少女は優しかった母が亡くなった時には酷く悲しみ、だから父も再婚を決意したのだが、しかし彼は二度目の結婚に関しては完全に失敗した。
継母と義理の姉たちは優しく器量の良かった少女に嫉妬し、父に見えないところで虐待を働くようになった。
やがて父も病死し、少女に残されたものは酷く歪な家族関係と 自分には扱うことが出来ない父の残した遺産だけだった。

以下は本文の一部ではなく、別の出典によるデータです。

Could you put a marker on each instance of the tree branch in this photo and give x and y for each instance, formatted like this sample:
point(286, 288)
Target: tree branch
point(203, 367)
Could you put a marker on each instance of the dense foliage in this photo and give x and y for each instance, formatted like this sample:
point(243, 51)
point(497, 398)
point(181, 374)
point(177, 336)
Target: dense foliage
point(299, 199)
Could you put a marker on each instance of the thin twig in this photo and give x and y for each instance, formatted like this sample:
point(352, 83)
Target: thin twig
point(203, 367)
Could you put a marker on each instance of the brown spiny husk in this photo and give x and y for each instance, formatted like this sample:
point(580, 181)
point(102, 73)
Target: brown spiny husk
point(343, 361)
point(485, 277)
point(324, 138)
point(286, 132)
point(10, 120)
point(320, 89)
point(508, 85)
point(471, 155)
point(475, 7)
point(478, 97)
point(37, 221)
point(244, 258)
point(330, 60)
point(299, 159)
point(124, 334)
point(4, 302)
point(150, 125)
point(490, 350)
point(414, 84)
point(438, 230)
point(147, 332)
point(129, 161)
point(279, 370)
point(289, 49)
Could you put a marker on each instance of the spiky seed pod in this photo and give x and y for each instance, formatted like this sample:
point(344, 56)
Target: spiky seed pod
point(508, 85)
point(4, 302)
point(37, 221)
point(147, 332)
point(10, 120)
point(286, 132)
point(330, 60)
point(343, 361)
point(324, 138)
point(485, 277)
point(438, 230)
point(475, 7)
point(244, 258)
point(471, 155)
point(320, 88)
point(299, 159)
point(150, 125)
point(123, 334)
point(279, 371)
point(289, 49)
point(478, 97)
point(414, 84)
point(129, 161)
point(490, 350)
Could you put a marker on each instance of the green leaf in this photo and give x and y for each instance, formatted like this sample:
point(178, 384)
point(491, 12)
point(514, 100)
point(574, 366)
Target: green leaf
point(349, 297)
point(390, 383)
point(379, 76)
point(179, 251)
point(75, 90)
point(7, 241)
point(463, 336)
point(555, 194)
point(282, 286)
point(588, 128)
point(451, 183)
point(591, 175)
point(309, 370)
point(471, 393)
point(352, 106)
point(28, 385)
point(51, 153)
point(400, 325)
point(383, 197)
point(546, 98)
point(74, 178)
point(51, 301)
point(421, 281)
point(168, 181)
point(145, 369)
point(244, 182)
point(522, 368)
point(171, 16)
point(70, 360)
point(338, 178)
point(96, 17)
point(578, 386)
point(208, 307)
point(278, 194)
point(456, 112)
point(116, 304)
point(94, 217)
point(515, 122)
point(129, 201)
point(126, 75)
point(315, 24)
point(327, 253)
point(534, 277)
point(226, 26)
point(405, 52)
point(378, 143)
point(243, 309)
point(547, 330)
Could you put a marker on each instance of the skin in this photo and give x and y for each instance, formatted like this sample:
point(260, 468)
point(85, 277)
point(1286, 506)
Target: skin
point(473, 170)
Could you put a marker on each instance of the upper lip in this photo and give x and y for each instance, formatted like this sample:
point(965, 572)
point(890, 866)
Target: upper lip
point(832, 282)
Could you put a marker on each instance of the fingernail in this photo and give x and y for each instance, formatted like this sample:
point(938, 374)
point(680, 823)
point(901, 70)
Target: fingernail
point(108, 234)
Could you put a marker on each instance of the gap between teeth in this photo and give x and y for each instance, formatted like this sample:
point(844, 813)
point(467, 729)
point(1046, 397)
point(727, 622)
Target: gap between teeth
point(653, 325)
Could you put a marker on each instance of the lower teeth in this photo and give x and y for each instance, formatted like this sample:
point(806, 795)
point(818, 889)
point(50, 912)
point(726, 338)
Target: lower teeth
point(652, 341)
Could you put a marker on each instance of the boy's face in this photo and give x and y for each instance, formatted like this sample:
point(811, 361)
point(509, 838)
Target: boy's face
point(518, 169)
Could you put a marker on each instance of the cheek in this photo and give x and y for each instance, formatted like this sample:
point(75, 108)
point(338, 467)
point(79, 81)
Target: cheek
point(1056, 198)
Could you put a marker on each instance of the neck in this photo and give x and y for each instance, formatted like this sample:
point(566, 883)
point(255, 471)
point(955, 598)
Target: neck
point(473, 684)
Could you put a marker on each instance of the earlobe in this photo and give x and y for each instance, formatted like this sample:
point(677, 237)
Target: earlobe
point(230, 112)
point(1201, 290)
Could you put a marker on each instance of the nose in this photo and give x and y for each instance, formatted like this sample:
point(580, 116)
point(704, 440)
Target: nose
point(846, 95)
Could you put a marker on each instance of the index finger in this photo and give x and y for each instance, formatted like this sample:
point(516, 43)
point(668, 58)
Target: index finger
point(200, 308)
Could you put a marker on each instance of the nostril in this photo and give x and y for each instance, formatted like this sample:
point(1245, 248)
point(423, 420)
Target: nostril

少女は継母たちに小間使いとして使われ、ろくに休むことなく働き続けた。それでも少女は自分に残った最後の繋がりである継母たちに愛されることを願っていた。
しかし、それは。
街に買い物へ出た少女が、近所の青年に優しく声を掛けられたことを切っ掛けにして、完膚なきまでに叩きつぶされた。その青年は街でも評判の良い好青年で、顔も地位もそれなりに良く、義姉たちは彼のことを異性として密かに狙っていた。
それは恋愛感情などでなく、金や社会的地位などの酷く打算的なものであったが、しかし自分たちには声を掛けず薄汚れた少女に声を掛けたことが、義姉たちにとっては酷く腹立たしいものであった。
青年が少女に声を掛けたのは、ただ働き者だと思った程度のことで決して他意はなかったが、そんなことは義姉たちには関係なく。
ある時、義姉たちは少女を自室に呼び寄せると、暖炉の煙突が詰まっている気がするから見て欲しいと、そんなことを頼んだ。
そして少女が、まだ燻っている暖炉の燃えさしを先に片付けようとした時、義姉たちは少女を暖炉の中に蹴り飛ばした。
「ああああああああああああああああああああああああああああッ!!」
熱を保ったままの灰の中に顔から突っ込み、少女は右顔面に大きなやけどを負い、全身に灰を被っていた。
泣き叫ぶ彼女の姿を見ていた義姉たちは、少女に『灰被り』を意味する『シンデレラ』というあだ名をつけて笑っていた。